In article <202@sdti.UUCP> mjy@sdti.UUCP (Michael J. Young) writes:
>
>Is there a way in Unix to create an "alias" between the text and data
>segments of a process?  More specifically, how does one go about executing a
>block of code that was generated in a data segment?

*** SYSTEM 5 ****

Koyto Common Lisp does this when it loads object code. The system builds
object files where the first symbol in the text segment is a function that
knows about all the other symbols in the file. There is an external loader
that makes a copy of the .o file and resolves all external symbols against
the lisp executable's symbol table. Lisp allocates space with brk(), and
loads the .o file as data, and then branches to the start of the text area
of the .o file, assuming that there is a function there that will put the 
rest of the symbols on the common obstack.
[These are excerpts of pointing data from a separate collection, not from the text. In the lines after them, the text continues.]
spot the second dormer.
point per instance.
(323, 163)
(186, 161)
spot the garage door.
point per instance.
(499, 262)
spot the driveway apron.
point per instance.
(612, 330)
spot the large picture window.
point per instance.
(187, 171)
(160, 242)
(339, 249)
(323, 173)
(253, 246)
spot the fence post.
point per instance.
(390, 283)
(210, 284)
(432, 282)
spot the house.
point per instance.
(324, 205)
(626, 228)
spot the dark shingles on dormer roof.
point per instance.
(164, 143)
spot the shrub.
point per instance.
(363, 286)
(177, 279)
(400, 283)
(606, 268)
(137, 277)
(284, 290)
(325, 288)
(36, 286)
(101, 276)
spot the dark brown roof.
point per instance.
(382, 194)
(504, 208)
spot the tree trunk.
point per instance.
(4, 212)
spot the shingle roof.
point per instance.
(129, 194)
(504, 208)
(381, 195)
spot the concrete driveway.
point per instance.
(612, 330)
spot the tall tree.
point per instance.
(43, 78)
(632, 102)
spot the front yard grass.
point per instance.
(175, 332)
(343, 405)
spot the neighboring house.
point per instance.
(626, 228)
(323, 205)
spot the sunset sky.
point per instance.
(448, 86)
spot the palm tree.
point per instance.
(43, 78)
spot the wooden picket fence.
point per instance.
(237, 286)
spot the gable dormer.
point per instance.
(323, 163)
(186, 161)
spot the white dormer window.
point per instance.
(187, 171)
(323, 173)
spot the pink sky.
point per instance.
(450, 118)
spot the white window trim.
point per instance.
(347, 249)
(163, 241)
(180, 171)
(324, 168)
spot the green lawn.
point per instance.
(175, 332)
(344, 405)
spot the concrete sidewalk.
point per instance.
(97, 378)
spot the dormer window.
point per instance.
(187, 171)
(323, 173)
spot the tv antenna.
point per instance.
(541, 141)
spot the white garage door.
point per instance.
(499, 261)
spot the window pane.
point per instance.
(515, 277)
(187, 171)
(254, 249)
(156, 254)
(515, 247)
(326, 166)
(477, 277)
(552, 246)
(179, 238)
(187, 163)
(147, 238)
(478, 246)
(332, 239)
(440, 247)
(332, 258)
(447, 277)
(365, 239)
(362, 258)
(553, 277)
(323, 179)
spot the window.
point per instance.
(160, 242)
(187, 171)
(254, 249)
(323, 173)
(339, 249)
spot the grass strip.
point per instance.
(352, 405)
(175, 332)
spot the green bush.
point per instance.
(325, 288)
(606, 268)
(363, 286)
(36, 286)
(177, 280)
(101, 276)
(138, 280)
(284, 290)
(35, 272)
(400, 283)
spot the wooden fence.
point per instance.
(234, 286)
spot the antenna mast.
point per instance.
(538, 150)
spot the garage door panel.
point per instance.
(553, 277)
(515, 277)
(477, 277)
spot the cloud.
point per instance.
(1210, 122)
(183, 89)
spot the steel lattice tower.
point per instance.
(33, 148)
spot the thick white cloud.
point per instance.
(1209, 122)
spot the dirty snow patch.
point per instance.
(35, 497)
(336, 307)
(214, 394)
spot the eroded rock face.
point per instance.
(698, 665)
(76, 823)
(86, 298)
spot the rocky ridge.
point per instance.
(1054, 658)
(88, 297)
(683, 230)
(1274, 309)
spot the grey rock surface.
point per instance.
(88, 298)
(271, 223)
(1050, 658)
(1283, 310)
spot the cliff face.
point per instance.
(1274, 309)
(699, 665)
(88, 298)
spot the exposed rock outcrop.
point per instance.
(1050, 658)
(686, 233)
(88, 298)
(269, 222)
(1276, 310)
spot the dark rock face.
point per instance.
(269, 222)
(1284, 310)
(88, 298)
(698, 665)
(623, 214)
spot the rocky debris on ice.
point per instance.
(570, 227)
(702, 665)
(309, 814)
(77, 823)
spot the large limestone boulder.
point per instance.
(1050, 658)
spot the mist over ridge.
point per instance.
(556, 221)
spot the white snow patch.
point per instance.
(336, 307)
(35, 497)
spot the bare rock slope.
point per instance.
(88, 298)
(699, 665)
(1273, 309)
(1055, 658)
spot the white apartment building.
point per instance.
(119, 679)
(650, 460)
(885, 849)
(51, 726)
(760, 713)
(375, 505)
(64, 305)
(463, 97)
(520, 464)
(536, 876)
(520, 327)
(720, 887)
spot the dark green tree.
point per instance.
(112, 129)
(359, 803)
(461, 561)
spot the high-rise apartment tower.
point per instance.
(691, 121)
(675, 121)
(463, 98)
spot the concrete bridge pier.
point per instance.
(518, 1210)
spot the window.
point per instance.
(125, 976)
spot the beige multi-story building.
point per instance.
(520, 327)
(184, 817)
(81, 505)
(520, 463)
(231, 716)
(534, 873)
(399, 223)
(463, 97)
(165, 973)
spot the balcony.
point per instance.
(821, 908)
Boy, do things get weird when the .o file is corrupted :-).

But to answer the question, Nothing. That is, lisp doesn't do anything 
special to accomplish this, it just works. There is a short file that 
demonstrates this behavior, which I can send you if you like.

-- 
					:alex.

alex@umbc3.umd.edu

gwyn@brl-smoke.ARPA (Doug Gwyn ) (01/22/88)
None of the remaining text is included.